“Di Bawah Terik Ramadhan, Laskar Merah Putih Pinrang Turun Tangan Bersihkan TPU Lasinrang yang Terlantar”

PINRANG, BESTNEWS — Semangat pengabdian yang menjadi semboyan Laskar Merah Putih (LMP) Kabupaten Pinrang: “Tiada Hari Tanpa Pengabdian” benar-benar dibuktikan dalam aksi nyata.

Di tengah suasana bulan suci Ramadhan dan teriknya matahari pada Sabtu, 14 Maret 2026, pengurus Markas Cabang (Macab) LMP Pinrang turun langsung melakukan bakti sosial pembersihan dan penyemprotan rumput di Pekuburan Lasinrang.

Pekuburan Lasinrang diketahui merupakan salah satu tempat pemakaman terbesar di Kabupaten Pinrang, namun kondisinya memprihatinkan.

Area kuburan dipenuhi rumput liar yang tumbuh lebat bahkan lebih tinggi dari nisan, sehingga menyulitkan peziarah untuk masuk dan mengganggu pemandangan.

Melihat kondisi tersebut, Ketua Macab LMP Pinrang, Dr. H. Sultani, M.I, bersama sejumlah pengurus dan jajaran pengurus Markas Anak Cabang (MAC) dari berbagai kecamatan langsung bergerak melakukan aksi gotong royong. Mereka membawa 10 unit tangki mesin semprot rumput untuk membersihkan area pekuburan secara serentak.

“Kami bergerak karena ini kepentingan masyarakat luas. Tempat pemakaman adalah tempat sakral bagi keluarga yang ingin berziarah.

Jika dibiarkan tertutup rumput seperti ini tentu sangat memprihatinkan,” ujar Dr. H. Sultani di sela-sela kegiatan.
Aksi sosial ini juga menjadi bentuk kepedulian LMP terhadap fasilitas umum yang dinilai kurang mendapat perhatian.

Dengan penyemprotan dan pembersihan yang dilakukan, diharapkan Pekuburan Lasinrang kembali terlihat bersih dan memudahkan para peziarah yang datang mendoakan keluarganya.

Sementara itu, beberapa pekerja yang selama ini membantu membersihkan area pemakaman, yakni Ancu, Abdul Samad, dan Anita, mengungkapkan bahwa perhatian pemerintah terhadap pemeliharaan makam tersebut sangat minim.

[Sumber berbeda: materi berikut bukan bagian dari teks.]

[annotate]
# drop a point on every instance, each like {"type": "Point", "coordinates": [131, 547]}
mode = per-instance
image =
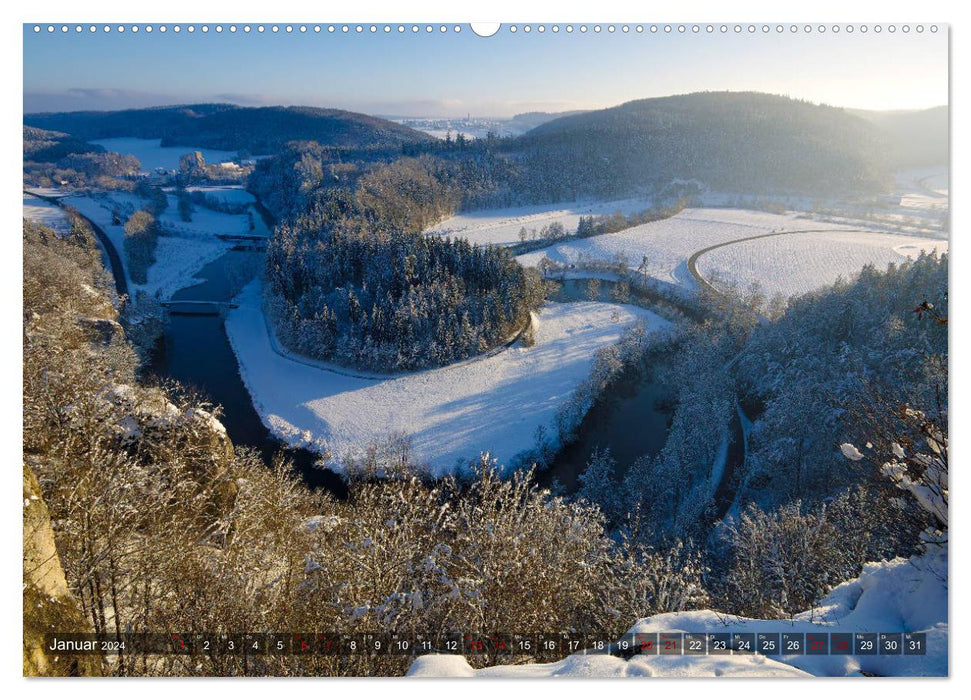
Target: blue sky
{"type": "Point", "coordinates": [452, 75]}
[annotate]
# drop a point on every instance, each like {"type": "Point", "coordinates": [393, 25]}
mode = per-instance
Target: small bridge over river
{"type": "Point", "coordinates": [197, 307]}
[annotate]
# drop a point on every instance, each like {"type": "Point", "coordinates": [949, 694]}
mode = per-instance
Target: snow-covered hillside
{"type": "Point", "coordinates": [494, 403]}
{"type": "Point", "coordinates": [502, 226]}
{"type": "Point", "coordinates": [46, 213]}
{"type": "Point", "coordinates": [667, 244]}
{"type": "Point", "coordinates": [151, 154]}
{"type": "Point", "coordinates": [894, 596]}
{"type": "Point", "coordinates": [801, 262]}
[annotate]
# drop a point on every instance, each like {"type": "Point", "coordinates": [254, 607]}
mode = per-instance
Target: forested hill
{"type": "Point", "coordinates": [726, 140]}
{"type": "Point", "coordinates": [232, 128]}
{"type": "Point", "coordinates": [913, 138]}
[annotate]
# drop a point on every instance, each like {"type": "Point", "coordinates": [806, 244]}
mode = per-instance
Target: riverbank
{"type": "Point", "coordinates": [451, 414]}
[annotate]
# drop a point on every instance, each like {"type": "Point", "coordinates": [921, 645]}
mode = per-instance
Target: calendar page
{"type": "Point", "coordinates": [513, 350]}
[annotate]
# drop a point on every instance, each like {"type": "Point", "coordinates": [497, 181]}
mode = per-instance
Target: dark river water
{"type": "Point", "coordinates": [628, 419]}
{"type": "Point", "coordinates": [196, 352]}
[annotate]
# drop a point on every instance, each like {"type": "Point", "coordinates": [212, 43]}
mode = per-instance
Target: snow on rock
{"type": "Point", "coordinates": [494, 403]}
{"type": "Point", "coordinates": [902, 595]}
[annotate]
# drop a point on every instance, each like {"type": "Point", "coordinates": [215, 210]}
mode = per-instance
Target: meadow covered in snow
{"type": "Point", "coordinates": [502, 226]}
{"type": "Point", "coordinates": [152, 154]}
{"type": "Point", "coordinates": [178, 256]}
{"type": "Point", "coordinates": [667, 244]}
{"type": "Point", "coordinates": [493, 403]}
{"type": "Point", "coordinates": [797, 263]}
{"type": "Point", "coordinates": [46, 213]}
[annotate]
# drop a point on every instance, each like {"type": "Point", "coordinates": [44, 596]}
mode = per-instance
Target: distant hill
{"type": "Point", "coordinates": [42, 146]}
{"type": "Point", "coordinates": [913, 137]}
{"type": "Point", "coordinates": [736, 141]}
{"type": "Point", "coordinates": [232, 128]}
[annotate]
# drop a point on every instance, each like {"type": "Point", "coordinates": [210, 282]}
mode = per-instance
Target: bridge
{"type": "Point", "coordinates": [197, 307]}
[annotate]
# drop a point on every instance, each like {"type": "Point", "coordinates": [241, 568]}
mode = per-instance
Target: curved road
{"type": "Point", "coordinates": [114, 260]}
{"type": "Point", "coordinates": [693, 260]}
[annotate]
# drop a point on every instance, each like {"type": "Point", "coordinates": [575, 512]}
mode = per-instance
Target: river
{"type": "Point", "coordinates": [630, 419]}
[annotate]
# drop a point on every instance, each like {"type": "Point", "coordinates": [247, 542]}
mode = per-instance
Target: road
{"type": "Point", "coordinates": [114, 260]}
{"type": "Point", "coordinates": [693, 260]}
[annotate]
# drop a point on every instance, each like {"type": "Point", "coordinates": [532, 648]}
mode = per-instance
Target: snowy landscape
{"type": "Point", "coordinates": [448, 413]}
{"type": "Point", "coordinates": [668, 364]}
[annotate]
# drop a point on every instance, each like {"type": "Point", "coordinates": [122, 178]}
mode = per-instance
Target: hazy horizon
{"type": "Point", "coordinates": [406, 75]}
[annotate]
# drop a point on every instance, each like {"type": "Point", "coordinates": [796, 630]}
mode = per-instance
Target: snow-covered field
{"type": "Point", "coordinates": [895, 596]}
{"type": "Point", "coordinates": [669, 243]}
{"type": "Point", "coordinates": [151, 154]}
{"type": "Point", "coordinates": [502, 226]}
{"type": "Point", "coordinates": [178, 257]}
{"type": "Point", "coordinates": [234, 194]}
{"type": "Point", "coordinates": [46, 214]}
{"type": "Point", "coordinates": [801, 262]}
{"type": "Point", "coordinates": [491, 404]}
{"type": "Point", "coordinates": [205, 222]}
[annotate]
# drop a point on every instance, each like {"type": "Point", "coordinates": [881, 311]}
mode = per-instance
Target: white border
{"type": "Point", "coordinates": [603, 11]}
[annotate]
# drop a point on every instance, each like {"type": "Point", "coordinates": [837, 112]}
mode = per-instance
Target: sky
{"type": "Point", "coordinates": [452, 75]}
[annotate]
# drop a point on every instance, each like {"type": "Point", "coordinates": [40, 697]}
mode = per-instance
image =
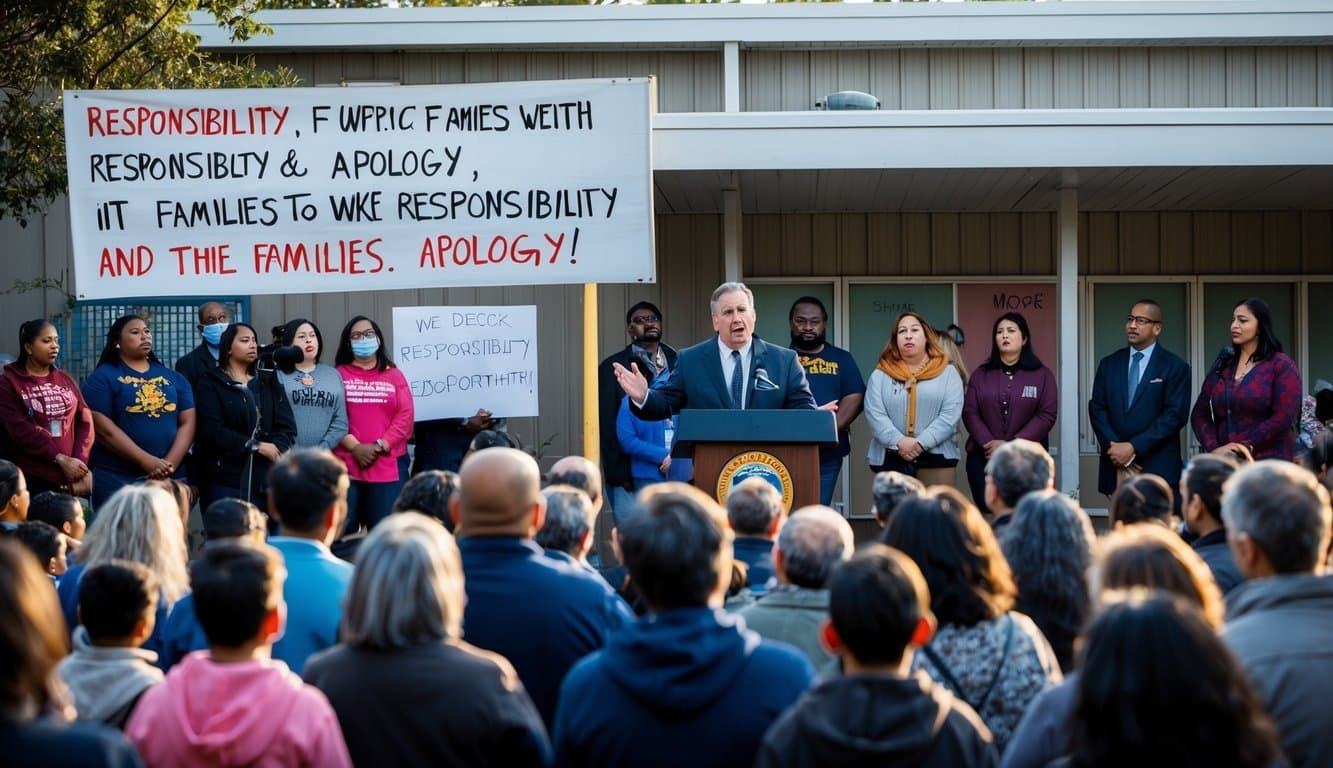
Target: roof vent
{"type": "Point", "coordinates": [848, 100]}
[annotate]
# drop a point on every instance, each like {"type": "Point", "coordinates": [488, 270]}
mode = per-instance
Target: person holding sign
{"type": "Point", "coordinates": [313, 388]}
{"type": "Point", "coordinates": [1252, 396]}
{"type": "Point", "coordinates": [244, 422]}
{"type": "Point", "coordinates": [913, 402]}
{"type": "Point", "coordinates": [379, 416]}
{"type": "Point", "coordinates": [47, 424]}
{"type": "Point", "coordinates": [144, 412]}
{"type": "Point", "coordinates": [1011, 395]}
{"type": "Point", "coordinates": [732, 370]}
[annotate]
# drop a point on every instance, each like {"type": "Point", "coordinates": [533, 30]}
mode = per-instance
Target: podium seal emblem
{"type": "Point", "coordinates": [756, 464]}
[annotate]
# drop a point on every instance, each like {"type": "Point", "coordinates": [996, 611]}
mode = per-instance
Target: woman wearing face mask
{"type": "Point", "coordinates": [379, 415]}
{"type": "Point", "coordinates": [144, 412]}
{"type": "Point", "coordinates": [912, 403]}
{"type": "Point", "coordinates": [244, 422]}
{"type": "Point", "coordinates": [1011, 395]}
{"type": "Point", "coordinates": [313, 390]}
{"type": "Point", "coordinates": [1252, 396]}
{"type": "Point", "coordinates": [196, 363]}
{"type": "Point", "coordinates": [47, 424]}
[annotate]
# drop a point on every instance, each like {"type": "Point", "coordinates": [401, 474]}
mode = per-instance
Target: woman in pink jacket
{"type": "Point", "coordinates": [379, 415]}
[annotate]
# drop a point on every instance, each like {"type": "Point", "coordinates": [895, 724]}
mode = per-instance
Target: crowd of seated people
{"type": "Point", "coordinates": [340, 614]}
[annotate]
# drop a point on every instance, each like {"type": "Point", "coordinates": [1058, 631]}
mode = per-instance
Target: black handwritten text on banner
{"type": "Point", "coordinates": [459, 359]}
{"type": "Point", "coordinates": [299, 190]}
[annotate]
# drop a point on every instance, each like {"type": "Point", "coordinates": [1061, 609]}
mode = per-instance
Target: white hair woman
{"type": "Point", "coordinates": [407, 690]}
{"type": "Point", "coordinates": [141, 524]}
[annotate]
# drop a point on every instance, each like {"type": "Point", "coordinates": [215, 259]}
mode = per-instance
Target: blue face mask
{"type": "Point", "coordinates": [213, 334]}
{"type": "Point", "coordinates": [365, 347]}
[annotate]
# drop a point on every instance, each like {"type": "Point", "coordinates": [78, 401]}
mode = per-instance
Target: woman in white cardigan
{"type": "Point", "coordinates": [913, 403]}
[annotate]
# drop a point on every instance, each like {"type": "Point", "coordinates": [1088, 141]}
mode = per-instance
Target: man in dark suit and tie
{"type": "Point", "coordinates": [1140, 400]}
{"type": "Point", "coordinates": [732, 370]}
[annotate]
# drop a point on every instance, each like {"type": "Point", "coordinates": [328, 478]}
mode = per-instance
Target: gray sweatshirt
{"type": "Point", "coordinates": [320, 408]}
{"type": "Point", "coordinates": [939, 411]}
{"type": "Point", "coordinates": [103, 679]}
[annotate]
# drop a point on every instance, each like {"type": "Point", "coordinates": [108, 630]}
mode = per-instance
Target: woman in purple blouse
{"type": "Point", "coordinates": [1252, 396]}
{"type": "Point", "coordinates": [1011, 395]}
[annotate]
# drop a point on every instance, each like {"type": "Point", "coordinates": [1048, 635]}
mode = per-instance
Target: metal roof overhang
{"type": "Point", "coordinates": [996, 160]}
{"type": "Point", "coordinates": [792, 26]}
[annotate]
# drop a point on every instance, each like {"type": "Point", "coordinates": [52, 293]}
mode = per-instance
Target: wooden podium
{"type": "Point", "coordinates": [781, 447]}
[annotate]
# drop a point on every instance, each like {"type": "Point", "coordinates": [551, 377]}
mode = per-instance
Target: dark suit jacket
{"type": "Point", "coordinates": [699, 382]}
{"type": "Point", "coordinates": [1151, 423]}
{"type": "Point", "coordinates": [615, 463]}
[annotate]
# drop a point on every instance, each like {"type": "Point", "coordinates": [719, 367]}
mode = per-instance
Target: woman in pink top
{"type": "Point", "coordinates": [379, 415]}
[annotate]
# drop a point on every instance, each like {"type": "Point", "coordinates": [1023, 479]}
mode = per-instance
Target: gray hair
{"type": "Point", "coordinates": [752, 507]}
{"type": "Point", "coordinates": [1048, 546]}
{"type": "Point", "coordinates": [1284, 510]}
{"type": "Point", "coordinates": [812, 543]}
{"type": "Point", "coordinates": [1020, 467]}
{"type": "Point", "coordinates": [407, 588]}
{"type": "Point", "coordinates": [569, 518]}
{"type": "Point", "coordinates": [141, 524]}
{"type": "Point", "coordinates": [729, 288]}
{"type": "Point", "coordinates": [892, 488]}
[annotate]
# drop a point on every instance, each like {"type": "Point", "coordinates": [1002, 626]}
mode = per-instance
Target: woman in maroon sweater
{"type": "Point", "coordinates": [1011, 395]}
{"type": "Point", "coordinates": [45, 419]}
{"type": "Point", "coordinates": [1252, 396]}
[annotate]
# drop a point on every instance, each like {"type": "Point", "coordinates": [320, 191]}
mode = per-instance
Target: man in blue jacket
{"type": "Point", "coordinates": [687, 684]}
{"type": "Point", "coordinates": [539, 614]}
{"type": "Point", "coordinates": [732, 370]}
{"type": "Point", "coordinates": [307, 494]}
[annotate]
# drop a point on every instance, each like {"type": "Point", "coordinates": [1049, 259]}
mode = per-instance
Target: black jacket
{"type": "Point", "coordinates": [615, 463]}
{"type": "Point", "coordinates": [225, 412]}
{"type": "Point", "coordinates": [195, 364]}
{"type": "Point", "coordinates": [879, 720]}
{"type": "Point", "coordinates": [431, 704]}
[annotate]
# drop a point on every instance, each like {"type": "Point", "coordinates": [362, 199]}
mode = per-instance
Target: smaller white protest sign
{"type": "Point", "coordinates": [460, 359]}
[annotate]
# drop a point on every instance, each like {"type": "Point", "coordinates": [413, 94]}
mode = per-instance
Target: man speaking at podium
{"type": "Point", "coordinates": [732, 370]}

Menurut mereka, terakhir kali ada bantuan biaya dari pemerintah untuk pembersihan terjadi pada tahun 2017. Sejak saat itu, kegiatan pembersihan hanya mengandalkan inisiatif para pekerja dan bantuan sukarela dari keluarga yang memiliki makam di lokasi tersebut.

“Biasanya kami hanya mendapat sedikit biaya dari keluarga yang meminta kuburan keluarganya dibersihkan. Dari pemerintah hampir tidak ada lagi bantuan,” ungkap salah seorang pekerja.

Melihat kondisi ini, Laskar Merah Putih Macab Pinrang berharap pemerintah daerah melalui dinas terkait dapat memberikan perhatian serius terhadap pengelolaan dan perawatan Pekuburan Lasinrang.

Mereka menilai perlu adanya pengelola resmi serta alokasi anggaran rutin untuk pembersihan dan perawatan, termasuk honor bagi para pekerja yang selama ini menjaga dan membersihkan area pemakaman.

Aksi sosial yang dilakukan LMP ini menjadi bukti bahwa semangat gotong royong dan kepedulian sosial masih hidup di tengah masyarakat, terlebih di bulan Ramadhan yang penuh berkah.

Dengan kerja bakti tersebut, Pekuburan Lasinrang diharapkan kembali bersih, tertata, dan layak menjadi tempat ziarah bagi masyarakat Pinrang yang ingin mengenang dan mendoakan orang-orang tercinta yang telah berpulang (707).